Looking at some Ben Wallace cards now.

This first one is just a gem, really. It's a beautiful card and the autograph looks flawless. Definitely a card that could get a PSA 10 for an auto grade. 

Looking at these next bunch though, things fall apart a little bit. In this first case Ben put his huge autograph on the card, right up to the edge. We've already talked about that, so we know that can't work out for us as a 10. That's basically the story for all 4 of these cards I got Ben to sign for me. They are all blue Sharpie, which works great of course, but it just gets too close to that edge.

Now this one looks pretty good. Smooth and just barely seems to avoid the edge, but if it was sent to me as a grader, I still don't think I would give this a 10.  I will just get it slabbed as an authenticated card and move on. If this was a Tom Brady card or Michael Jordan, maybe I'd reconsider. Those are big names and so even a PSA 9 could boost that value, but Ben Wallace isn't Michael Jordan. Don't get me wrong, he's a great guy, but it's just not really worth it at the end of the day when I'm trying to turn these around to sell. 

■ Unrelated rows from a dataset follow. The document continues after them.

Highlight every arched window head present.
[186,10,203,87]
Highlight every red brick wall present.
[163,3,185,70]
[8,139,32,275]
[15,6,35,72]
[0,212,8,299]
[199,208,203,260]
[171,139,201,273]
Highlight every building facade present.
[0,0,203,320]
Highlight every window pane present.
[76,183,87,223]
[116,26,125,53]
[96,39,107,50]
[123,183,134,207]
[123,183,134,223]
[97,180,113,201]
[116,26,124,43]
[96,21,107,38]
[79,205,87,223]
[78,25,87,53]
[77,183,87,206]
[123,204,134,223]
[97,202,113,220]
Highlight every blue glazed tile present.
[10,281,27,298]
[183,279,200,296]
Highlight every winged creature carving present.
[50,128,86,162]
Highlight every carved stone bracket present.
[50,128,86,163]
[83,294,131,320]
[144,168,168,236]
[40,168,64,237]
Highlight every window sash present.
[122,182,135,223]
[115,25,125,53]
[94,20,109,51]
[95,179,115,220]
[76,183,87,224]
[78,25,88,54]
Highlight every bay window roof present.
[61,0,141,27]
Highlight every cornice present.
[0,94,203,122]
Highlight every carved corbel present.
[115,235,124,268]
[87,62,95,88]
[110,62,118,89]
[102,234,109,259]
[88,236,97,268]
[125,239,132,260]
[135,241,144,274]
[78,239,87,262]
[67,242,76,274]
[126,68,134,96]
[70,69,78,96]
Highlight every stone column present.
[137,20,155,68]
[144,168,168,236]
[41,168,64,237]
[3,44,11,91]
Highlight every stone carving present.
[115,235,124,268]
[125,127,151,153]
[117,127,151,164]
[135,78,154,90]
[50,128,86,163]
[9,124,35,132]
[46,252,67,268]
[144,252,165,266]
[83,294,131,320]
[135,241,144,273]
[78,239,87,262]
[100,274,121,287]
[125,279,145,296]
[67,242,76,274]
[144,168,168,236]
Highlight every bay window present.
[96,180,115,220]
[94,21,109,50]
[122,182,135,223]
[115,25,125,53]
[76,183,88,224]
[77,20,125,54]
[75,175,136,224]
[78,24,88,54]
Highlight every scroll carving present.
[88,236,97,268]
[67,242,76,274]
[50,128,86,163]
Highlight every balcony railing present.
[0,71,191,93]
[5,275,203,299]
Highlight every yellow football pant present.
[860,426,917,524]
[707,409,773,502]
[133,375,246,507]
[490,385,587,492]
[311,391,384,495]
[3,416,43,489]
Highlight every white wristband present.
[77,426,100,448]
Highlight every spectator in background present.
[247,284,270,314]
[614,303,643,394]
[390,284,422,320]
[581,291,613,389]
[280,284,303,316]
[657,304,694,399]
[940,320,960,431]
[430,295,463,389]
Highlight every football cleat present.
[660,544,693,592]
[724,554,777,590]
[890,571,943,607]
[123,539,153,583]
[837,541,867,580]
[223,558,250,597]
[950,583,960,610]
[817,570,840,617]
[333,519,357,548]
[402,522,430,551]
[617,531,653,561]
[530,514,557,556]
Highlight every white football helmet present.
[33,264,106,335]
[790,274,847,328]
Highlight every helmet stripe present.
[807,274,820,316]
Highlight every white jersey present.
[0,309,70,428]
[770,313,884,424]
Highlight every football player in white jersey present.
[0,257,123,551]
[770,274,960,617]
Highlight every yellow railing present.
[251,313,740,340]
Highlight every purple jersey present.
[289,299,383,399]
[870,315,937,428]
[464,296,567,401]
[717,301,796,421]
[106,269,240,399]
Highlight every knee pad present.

Last, but not least, let's look at Terry Bradshaw.

You might notice right away, that his autograph is a bit blocky or condensed than some other guys. All the letters are really squished together, and it's just a very tight auto. Originally, I wanted to do a white paint pen for him, but thinking about it, I realized that probably wouldn't work so well. The reason is because paint pens take a little longer to dry, and so an autograph this tight would probably end of bleeding more and ultimately looking more like a blob than a distinguishable auto, so at the last moment I changed my mind to the blue Sharpie. In my opinion, this card should meet the mark as a PSA 10 auto as well, but we'll have to see.

I've also been opting for the extra authentication hologram on the back of my cards lately. I know this is a pretty debated thing, but I just prefer to have it there so we all know it's legit and can easily verify it's authentication too. There's no extra hassle or uncertainty, and that's worth it to me. 

Another thing to keep in mind when you send these cards in, is that PSA has two options for a slab. You can get the "trading card" slab, where it just says trading card, and you've basically just asked PSA to put it in a slab at that point. It costs around $20. Alternatively, you can get them actually authenticated as real and legit cards, but that costs $120. You have to kind of weight these costs in your mind and what it's all worth to you. For this Bradshaw card? Yeah, I could probably be okay with the full $120.

A lot of these other cards though, they are just getting the "Trading Card" treatment. I mean think about it, it's a 5X difference in price, so if you want to make that commitment it really has to be worth it. If you're only collecting cards and don't do anything in terms of reselling, then by all means, do whatever makes you happy, I have zero problems with that, but if you're trying to make some money back on these, then you really have to be thinking about this stuff. 

The finale.

I hope that helps to make your PSA 10 auto attempts more successful. Just remember, that blue Sharpie really can play a huge part of getting the grade you want, so don't forget about that. It's a very consistent color and almost always seems to work well, so it can't really let you down. 

Of course, if you like paint pens, give them a try! Sometimes they work really well. You just got to kind of know your athlete with these things because that can be a big factor. Paint pens are more likely to bleed, run wild, streak, and all that kind of stuff, so just more things to think about.

Lastly, it's worth quickly talking about space on these cards. Take the Renfrow cards for example. They are great looking cards, but they don't have a ton of room for autographs. Sure, you can have him sign across the "Flawless" text or something, but it just looks cleaner where I had him put the autographs. The problem is just you run the risk of those edges again. 

Again, I hope this all helps you all out, if you've got any questions drop a comment and I'll try to get back to you. Just remember to enjoy the hobby. I know it can become easy to get stuck in the little details, but you got to have some fun too!